Here’s what every homeowner should understand before listing.
1. Solar Panels Aren’t Part of Your Home’s Appraised Value
Unlike states such as California or Arizona (where solar panels “attach” to the property by law), South Carolina classifies them as personal property. They can be removed, sold, or replaced — which means appraisers and lenders don’t add their value to the home.
2. Buyers May or May Not Want Them
Some buyers love solar for green energy or utility savings; others worry about maintenance and insurance. Don’t assume it adds market appeal for everyone.
3. Monthly Payments Affect Buyer Affordability
If you’re leasing panels or have a loan, that monthly payment counts against a buyer’s debt-to-income ratio. A $150 solar payment can reduce their mortgage eligibility by roughly the same amount — which shrinks your buyer pool.
4. Plan Your Payoff Before You List
Some solar lenders require the balance to be paid before closing and won’t accept proceeds from the sale. That surprises many sellers — and can blow up your own financing if you use credit cards to cover it.

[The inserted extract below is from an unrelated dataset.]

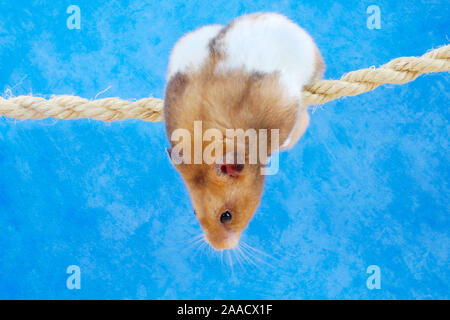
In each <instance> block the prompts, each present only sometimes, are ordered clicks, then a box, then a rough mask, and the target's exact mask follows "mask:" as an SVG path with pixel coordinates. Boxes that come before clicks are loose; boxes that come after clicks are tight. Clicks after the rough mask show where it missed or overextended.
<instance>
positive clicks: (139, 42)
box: [0, 0, 450, 299]
mask: <svg viewBox="0 0 450 320" xmlns="http://www.w3.org/2000/svg"><path fill="white" fill-rule="evenodd" d="M264 2H265V3H261V1H258V2H256V1H245V2H243V3H238V2H237V1H234V0H233V1H229V0H226V1H214V2H211V1H209V0H204V1H196V2H191V3H184V2H182V1H166V2H156V1H155V2H150V1H144V0H139V1H110V2H109V4H105V1H82V0H78V1H76V2H69V1H50V0H48V1H18V0H16V1H9V0H4V1H0V90H1V91H2V93H3V96H9V95H10V94H11V93H12V94H13V95H22V94H30V93H33V94H34V95H38V96H44V97H48V96H50V95H51V94H75V95H80V96H83V97H86V98H94V97H95V96H96V94H97V93H99V92H100V91H102V90H104V89H106V88H108V87H110V89H109V90H108V91H106V92H105V93H103V94H101V95H100V97H109V96H118V97H121V98H125V99H135V98H143V97H148V96H155V97H162V95H163V92H164V86H165V81H164V78H165V71H166V65H167V62H168V54H169V52H170V49H171V47H172V46H173V44H174V43H175V41H176V40H177V39H178V38H179V37H180V36H181V35H183V34H184V33H185V32H187V31H190V30H192V29H194V28H196V27H199V26H202V25H205V24H210V23H221V24H225V23H227V22H228V21H229V20H230V19H232V18H233V17H235V16H238V15H241V14H244V13H251V12H255V11H260V10H262V11H277V12H280V13H283V14H285V15H287V16H289V17H290V18H291V19H293V20H294V21H296V22H297V23H299V24H300V25H301V26H303V27H304V28H306V29H307V30H308V31H309V32H310V33H311V34H312V35H313V37H314V38H315V39H316V41H317V43H318V45H319V47H320V49H321V51H322V53H323V56H324V58H325V61H326V63H327V71H326V78H338V77H340V76H341V75H342V74H343V73H345V72H348V71H351V70H355V69H359V68H363V67H369V66H372V65H375V66H379V65H381V64H383V63H385V62H387V61H388V60H390V59H392V58H395V57H398V56H405V55H421V54H423V53H424V52H426V51H427V50H428V49H430V48H435V47H438V46H440V45H443V44H446V43H448V41H449V40H448V31H449V30H450V28H449V27H450V18H449V17H450V14H449V6H448V2H447V1H444V0H442V1H438V0H436V1H406V0H401V1H381V0H374V1H340V2H335V1H320V2H319V1H288V0H286V1H280V2H278V3H276V2H272V1H264ZM70 4H76V5H78V6H79V7H80V8H81V29H80V30H69V29H68V28H67V27H66V20H67V18H68V17H69V14H67V13H66V9H67V7H68V6H69V5H70ZM372 4H374V5H378V6H379V8H380V9H381V29H379V30H370V29H368V28H367V26H366V20H367V18H368V17H369V15H368V14H367V13H366V9H367V7H368V6H369V5H372ZM449 79H450V78H449V75H448V74H434V75H426V76H423V77H421V78H419V79H417V80H416V81H414V82H412V83H409V84H406V85H403V86H384V87H381V88H379V89H377V90H375V91H373V92H370V93H367V94H364V95H361V96H357V97H353V98H346V99H341V100H339V101H334V102H331V103H328V104H326V105H325V106H323V107H322V108H319V109H318V110H317V111H316V112H315V113H314V114H313V116H312V121H311V126H310V128H309V130H308V132H307V133H306V135H305V136H304V138H303V139H302V140H301V141H300V142H299V143H298V145H297V146H296V147H295V148H294V149H293V150H292V151H290V152H288V153H283V154H282V155H281V159H280V171H279V173H278V174H277V175H275V176H269V177H268V179H267V184H266V189H265V195H264V198H263V201H262V204H261V207H260V208H259V210H258V212H257V214H256V215H255V217H254V219H253V221H252V222H251V224H250V226H249V228H248V229H247V231H246V232H245V234H244V236H243V240H244V241H246V242H247V243H248V244H250V245H251V246H253V247H255V248H257V249H259V250H262V251H264V252H266V253H268V254H270V255H272V256H273V257H274V258H275V259H276V260H274V259H269V258H267V257H265V256H263V255H258V257H259V259H262V260H264V261H266V262H267V263H269V264H270V265H271V266H267V265H266V264H264V263H263V262H258V261H259V260H256V261H257V264H258V265H257V267H255V266H252V265H251V264H249V263H244V264H243V266H240V265H239V264H238V261H237V259H236V257H233V263H234V266H233V269H231V267H230V266H229V265H228V264H227V263H226V262H221V259H220V255H218V254H217V253H214V252H211V251H209V250H206V249H204V250H197V249H198V247H195V246H194V247H188V246H187V243H188V242H189V240H190V239H192V237H194V236H195V235H197V234H199V233H200V231H201V229H200V227H199V225H198V223H197V221H196V220H195V217H194V216H193V214H192V206H191V204H190V200H189V198H188V195H187V193H186V190H185V188H184V186H183V183H182V180H181V178H180V177H179V175H178V174H177V173H176V172H175V170H174V169H173V168H172V167H171V165H170V164H169V163H168V161H167V158H166V155H165V153H164V147H166V146H167V141H166V138H165V133H164V126H163V124H162V123H157V124H152V123H145V122H140V121H122V122H114V123H103V122H99V121H92V120H78V121H62V120H58V121H56V120H53V119H47V120H44V121H16V120H14V119H7V118H4V117H3V118H1V119H0V298H26V299H34V298H64V299H66V298H68V299H78V298H89V299H90V298H101V299H104V298H106V299H109V298H118V299H125V298H127V299H136V298H147V299H159V298H169V299H172V298H187V299H191V298H193V299H196V298H255V299H258V298H286V299H292V298H301V299H303V298H305V299H311V298H363V299H368V298H376V299H392V298H394V299H401V298H407V299H410V298H412V299H416V298H419V299H420V298H425V299H428V298H447V299H448V298H450V290H449V281H450V272H449V246H450V239H449V227H450V220H449V209H450V204H449V194H450V193H449V184H448V183H449V181H450V174H449V160H450V157H449V152H448V150H449V130H450V126H449V117H450V114H449V90H448V89H449ZM241 259H242V258H241ZM225 260H226V259H225ZM69 265H78V266H79V267H80V268H81V290H69V289H67V287H66V279H67V277H68V276H69V275H68V274H66V268H67V267H68V266H69ZM369 265H377V266H379V267H380V269H381V289H380V290H369V289H368V288H367V287H366V279H367V278H368V276H369V274H367V273H366V269H367V267H368V266H369Z"/></svg>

I had clients who did exactly that with $16 K in solar debt — and it temporarily killed their next purchase. We found them a new home and got them closed, but it took months to untangle.
5. Talk With Your Realtor and Lender Early
Before you list, review your solar loan terms and your buyer’s DTI impact. A strategic
plan can save you time, money, and stress.
Bottom Line: Solar panels can lower bills and support sustainability — but they add layers of complexity when you sell.
My job is to help you navigate those numbers, negotiate smartly, and get you to the closing table on time.